Arai-juku (新居宿, Arai-juku) was the thirty-first of the fifty-three stations of the Tōkaidō. It is located in the city of Kosai, Shizuoka Prefecture, Japan. During the Edo period, it was located in Tōtōmi Province. The kanji for the post station were originally also written as 荒江 and 荒井 (Arai).

==History==
Arai-juku was located on the western shores of Lake Hamana (浜名湖, Hamana-ko). Travelers crossed the lake to reach Maisaka-juku, the previous post station on the Tōkaidō. Though there were many checkpoints along the Tōkaidō, the Arai Checkpoint is the only one that existed both on land and on the water.

Both the checkpoint and post station were often damaged from earthquakes and tsunami, which led to them both being moved to different locations. The current location was established after the earthquake of 1707. The existing checkpoint building was used as a school after the checkpoint was abolished at the start of the Meiji period. It is now preserved as a museum dedicated to the history and culture of the post stations.

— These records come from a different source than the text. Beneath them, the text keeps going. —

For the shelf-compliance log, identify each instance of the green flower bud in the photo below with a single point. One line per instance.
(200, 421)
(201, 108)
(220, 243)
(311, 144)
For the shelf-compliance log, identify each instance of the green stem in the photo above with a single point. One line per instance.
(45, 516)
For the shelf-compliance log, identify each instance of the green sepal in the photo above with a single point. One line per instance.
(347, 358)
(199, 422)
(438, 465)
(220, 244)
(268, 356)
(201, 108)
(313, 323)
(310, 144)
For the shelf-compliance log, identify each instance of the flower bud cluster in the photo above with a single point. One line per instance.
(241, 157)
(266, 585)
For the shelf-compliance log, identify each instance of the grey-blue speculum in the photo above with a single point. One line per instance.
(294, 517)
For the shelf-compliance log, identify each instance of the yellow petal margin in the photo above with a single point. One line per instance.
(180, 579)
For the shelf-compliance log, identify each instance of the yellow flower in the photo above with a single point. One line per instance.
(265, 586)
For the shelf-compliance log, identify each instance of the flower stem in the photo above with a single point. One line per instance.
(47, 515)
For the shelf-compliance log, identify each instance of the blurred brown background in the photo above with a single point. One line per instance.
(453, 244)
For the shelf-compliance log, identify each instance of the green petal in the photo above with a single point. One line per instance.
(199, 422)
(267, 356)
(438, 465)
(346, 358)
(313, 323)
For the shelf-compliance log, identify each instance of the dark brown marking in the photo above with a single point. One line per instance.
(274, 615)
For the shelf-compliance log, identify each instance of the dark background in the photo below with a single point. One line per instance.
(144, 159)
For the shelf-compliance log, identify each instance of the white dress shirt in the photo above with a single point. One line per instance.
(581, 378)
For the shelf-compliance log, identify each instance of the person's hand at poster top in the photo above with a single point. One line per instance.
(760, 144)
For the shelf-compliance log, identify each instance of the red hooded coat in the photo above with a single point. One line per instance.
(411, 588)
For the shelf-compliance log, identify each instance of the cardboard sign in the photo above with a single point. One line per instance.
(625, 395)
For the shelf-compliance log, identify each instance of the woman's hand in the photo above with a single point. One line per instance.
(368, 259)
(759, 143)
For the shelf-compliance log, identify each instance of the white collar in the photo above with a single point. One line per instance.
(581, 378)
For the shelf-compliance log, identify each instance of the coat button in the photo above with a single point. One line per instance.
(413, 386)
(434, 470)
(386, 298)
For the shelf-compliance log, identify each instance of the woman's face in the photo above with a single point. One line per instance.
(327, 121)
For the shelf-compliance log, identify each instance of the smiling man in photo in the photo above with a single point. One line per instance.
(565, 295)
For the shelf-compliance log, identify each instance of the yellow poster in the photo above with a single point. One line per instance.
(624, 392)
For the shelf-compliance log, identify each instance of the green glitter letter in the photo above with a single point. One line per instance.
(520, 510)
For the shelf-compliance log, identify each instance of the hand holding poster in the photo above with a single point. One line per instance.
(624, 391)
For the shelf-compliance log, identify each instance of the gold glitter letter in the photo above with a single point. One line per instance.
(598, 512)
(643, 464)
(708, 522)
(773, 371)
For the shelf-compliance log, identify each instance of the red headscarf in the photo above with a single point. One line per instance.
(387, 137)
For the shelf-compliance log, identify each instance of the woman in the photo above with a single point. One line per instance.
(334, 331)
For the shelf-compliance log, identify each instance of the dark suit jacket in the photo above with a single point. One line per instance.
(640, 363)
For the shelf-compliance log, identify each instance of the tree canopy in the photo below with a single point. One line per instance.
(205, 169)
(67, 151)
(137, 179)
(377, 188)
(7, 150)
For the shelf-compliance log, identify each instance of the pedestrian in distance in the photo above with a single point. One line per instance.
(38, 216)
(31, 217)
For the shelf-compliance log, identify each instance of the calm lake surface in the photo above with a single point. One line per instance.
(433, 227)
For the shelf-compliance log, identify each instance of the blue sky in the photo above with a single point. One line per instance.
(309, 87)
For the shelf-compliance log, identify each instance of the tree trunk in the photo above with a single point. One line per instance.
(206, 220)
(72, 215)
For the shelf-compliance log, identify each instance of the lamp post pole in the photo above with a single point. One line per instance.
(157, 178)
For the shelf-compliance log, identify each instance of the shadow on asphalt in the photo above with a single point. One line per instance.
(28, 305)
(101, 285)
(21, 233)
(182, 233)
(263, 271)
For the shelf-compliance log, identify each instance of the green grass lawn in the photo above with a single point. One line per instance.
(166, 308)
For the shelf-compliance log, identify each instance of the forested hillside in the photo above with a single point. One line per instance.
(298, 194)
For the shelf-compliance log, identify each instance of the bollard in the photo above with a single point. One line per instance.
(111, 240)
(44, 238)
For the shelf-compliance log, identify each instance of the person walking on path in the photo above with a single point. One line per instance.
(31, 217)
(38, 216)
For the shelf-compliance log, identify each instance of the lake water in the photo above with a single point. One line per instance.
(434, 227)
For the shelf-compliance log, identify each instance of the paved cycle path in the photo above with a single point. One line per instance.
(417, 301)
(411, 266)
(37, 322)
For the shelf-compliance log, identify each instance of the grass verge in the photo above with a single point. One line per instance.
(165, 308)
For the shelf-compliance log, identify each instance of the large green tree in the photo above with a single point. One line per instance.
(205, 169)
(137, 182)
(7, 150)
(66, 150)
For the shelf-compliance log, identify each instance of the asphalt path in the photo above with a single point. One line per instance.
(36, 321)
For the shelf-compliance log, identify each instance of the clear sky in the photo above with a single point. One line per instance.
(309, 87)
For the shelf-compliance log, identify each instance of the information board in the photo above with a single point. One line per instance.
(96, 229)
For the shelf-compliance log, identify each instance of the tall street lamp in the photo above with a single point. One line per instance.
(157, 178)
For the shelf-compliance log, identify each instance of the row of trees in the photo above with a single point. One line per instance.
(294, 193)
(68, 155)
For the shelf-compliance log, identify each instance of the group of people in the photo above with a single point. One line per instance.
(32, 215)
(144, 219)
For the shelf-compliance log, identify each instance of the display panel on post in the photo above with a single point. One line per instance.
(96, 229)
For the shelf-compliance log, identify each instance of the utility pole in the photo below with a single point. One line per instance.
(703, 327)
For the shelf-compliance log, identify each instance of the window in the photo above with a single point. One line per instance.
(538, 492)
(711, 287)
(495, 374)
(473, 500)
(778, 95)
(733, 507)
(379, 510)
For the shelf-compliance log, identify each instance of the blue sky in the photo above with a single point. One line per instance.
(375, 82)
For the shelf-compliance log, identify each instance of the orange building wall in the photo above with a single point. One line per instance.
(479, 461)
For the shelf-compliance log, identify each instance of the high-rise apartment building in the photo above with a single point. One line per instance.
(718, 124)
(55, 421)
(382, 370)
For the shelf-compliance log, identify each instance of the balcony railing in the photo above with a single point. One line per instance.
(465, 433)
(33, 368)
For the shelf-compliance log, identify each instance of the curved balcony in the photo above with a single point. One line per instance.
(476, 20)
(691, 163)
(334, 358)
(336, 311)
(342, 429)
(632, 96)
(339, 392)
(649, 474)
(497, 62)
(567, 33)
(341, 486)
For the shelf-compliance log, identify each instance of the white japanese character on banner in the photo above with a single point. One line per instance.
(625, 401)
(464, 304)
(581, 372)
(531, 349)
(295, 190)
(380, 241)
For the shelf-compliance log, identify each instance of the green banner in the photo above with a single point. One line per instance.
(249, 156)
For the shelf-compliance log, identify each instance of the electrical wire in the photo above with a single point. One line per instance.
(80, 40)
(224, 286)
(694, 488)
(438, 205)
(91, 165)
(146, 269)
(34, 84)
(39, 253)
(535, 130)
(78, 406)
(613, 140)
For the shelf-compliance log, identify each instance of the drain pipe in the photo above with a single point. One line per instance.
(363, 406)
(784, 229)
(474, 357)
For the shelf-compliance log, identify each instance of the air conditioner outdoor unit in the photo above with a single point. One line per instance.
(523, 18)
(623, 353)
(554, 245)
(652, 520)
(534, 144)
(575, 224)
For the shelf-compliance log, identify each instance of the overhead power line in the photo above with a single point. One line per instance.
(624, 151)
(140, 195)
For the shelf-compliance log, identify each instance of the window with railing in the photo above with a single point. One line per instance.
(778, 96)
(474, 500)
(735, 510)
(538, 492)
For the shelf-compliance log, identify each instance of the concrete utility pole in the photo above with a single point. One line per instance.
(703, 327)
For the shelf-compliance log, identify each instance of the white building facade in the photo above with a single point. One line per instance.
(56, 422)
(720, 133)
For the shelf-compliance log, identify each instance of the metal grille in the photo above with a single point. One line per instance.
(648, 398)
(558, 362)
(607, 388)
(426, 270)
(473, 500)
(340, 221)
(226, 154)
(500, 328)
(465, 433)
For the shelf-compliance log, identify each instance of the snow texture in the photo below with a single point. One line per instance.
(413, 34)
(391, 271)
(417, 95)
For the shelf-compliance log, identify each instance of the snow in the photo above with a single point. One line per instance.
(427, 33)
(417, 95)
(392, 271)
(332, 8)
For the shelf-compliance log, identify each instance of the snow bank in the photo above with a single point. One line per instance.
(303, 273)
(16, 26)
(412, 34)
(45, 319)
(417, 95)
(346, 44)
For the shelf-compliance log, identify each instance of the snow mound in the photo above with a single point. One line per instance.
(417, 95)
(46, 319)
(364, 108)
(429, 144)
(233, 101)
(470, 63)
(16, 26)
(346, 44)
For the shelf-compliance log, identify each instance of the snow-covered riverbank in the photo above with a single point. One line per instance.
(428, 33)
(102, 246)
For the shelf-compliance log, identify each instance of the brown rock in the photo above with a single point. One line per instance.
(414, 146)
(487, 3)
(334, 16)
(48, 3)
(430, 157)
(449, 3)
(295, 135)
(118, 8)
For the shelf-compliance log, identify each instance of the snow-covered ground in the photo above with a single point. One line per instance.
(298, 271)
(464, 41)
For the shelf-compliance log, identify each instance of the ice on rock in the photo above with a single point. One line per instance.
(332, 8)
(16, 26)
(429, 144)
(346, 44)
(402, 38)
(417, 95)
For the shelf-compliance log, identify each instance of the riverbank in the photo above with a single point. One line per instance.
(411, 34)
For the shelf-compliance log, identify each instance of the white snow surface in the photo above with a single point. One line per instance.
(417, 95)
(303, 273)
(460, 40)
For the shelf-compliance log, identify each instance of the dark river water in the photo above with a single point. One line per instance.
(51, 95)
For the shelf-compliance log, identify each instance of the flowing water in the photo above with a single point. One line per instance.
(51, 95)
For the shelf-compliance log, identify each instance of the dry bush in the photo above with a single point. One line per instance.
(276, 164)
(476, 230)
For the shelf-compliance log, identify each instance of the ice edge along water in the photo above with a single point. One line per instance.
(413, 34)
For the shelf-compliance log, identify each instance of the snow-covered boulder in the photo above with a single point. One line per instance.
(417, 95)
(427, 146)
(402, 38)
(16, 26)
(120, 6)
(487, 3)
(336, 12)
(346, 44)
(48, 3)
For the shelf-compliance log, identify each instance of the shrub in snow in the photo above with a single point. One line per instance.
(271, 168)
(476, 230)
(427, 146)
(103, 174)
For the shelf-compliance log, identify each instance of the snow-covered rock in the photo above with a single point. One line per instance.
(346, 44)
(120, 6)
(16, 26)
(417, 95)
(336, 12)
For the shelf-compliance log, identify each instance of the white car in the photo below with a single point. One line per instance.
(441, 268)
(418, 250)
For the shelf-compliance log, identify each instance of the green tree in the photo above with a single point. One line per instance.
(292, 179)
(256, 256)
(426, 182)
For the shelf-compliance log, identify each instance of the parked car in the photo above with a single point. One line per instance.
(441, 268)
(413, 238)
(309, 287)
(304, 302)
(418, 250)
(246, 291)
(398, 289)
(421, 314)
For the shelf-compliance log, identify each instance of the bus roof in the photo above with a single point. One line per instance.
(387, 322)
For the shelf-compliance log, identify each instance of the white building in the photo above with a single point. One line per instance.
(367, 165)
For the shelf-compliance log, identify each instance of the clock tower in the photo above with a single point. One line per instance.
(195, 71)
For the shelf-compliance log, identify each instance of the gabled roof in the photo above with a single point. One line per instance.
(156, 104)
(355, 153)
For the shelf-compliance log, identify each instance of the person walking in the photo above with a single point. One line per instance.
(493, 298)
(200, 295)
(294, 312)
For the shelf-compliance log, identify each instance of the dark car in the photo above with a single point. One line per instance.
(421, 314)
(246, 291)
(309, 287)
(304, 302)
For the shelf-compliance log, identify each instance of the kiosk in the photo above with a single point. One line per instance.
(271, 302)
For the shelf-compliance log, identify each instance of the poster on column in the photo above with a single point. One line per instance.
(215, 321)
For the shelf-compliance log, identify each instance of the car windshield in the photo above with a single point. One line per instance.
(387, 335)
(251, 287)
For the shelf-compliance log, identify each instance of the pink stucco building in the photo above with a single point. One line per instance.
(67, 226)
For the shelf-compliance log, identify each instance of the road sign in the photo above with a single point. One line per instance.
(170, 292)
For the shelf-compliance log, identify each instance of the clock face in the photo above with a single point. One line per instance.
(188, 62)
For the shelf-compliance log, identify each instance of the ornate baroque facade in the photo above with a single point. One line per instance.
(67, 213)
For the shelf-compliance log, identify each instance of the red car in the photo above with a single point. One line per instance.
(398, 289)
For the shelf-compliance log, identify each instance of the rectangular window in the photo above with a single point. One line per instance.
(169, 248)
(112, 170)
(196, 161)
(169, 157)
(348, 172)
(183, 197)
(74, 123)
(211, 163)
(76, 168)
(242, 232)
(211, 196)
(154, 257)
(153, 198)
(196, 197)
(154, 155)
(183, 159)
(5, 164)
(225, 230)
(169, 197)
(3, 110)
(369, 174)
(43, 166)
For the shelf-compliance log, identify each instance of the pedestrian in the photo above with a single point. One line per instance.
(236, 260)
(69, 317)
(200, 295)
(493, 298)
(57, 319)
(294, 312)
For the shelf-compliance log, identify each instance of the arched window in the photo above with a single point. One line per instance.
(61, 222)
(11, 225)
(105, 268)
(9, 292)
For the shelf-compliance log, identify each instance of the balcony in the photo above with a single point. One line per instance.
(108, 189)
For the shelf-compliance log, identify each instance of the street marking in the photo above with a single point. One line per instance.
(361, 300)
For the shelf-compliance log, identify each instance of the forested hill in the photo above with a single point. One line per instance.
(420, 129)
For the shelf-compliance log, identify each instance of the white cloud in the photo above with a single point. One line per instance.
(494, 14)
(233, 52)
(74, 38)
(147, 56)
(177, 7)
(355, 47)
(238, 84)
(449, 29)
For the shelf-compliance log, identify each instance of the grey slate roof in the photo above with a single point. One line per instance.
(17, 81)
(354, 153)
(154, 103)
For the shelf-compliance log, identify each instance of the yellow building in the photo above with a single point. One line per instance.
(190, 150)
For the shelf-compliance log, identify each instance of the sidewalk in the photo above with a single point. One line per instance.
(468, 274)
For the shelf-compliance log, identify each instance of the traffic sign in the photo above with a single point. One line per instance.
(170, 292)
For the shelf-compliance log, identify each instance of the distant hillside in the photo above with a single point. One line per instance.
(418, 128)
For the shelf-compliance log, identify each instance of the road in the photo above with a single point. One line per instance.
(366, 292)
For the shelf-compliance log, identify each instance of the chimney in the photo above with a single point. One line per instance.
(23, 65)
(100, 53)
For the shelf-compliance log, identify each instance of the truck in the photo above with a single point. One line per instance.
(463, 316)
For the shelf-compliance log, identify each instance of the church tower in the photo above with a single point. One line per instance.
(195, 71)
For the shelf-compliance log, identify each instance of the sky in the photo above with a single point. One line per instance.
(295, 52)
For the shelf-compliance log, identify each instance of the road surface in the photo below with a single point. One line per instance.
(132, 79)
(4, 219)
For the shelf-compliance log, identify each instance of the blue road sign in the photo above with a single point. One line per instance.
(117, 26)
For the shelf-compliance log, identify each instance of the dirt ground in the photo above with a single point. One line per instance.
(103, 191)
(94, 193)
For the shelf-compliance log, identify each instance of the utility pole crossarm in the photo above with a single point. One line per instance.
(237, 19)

The Kii-no-kuni-ya (紀伊の国屋), a preserved hatago (旅籠) still remaining today, served as a rest spot for official travelers coming from Kii Province further south. It is now a local history museum.

The classic ukiyo-e print by Andō Hiroshige (Hoeido edition) from 1831–1834 depicts a daimyō procession on sankin-kōtai crossing between Maisaka-juku and Arai-juku by boat. The daimyō is in a large vessel with his family crest, while his retainers follow in a smaller boat with the baggage.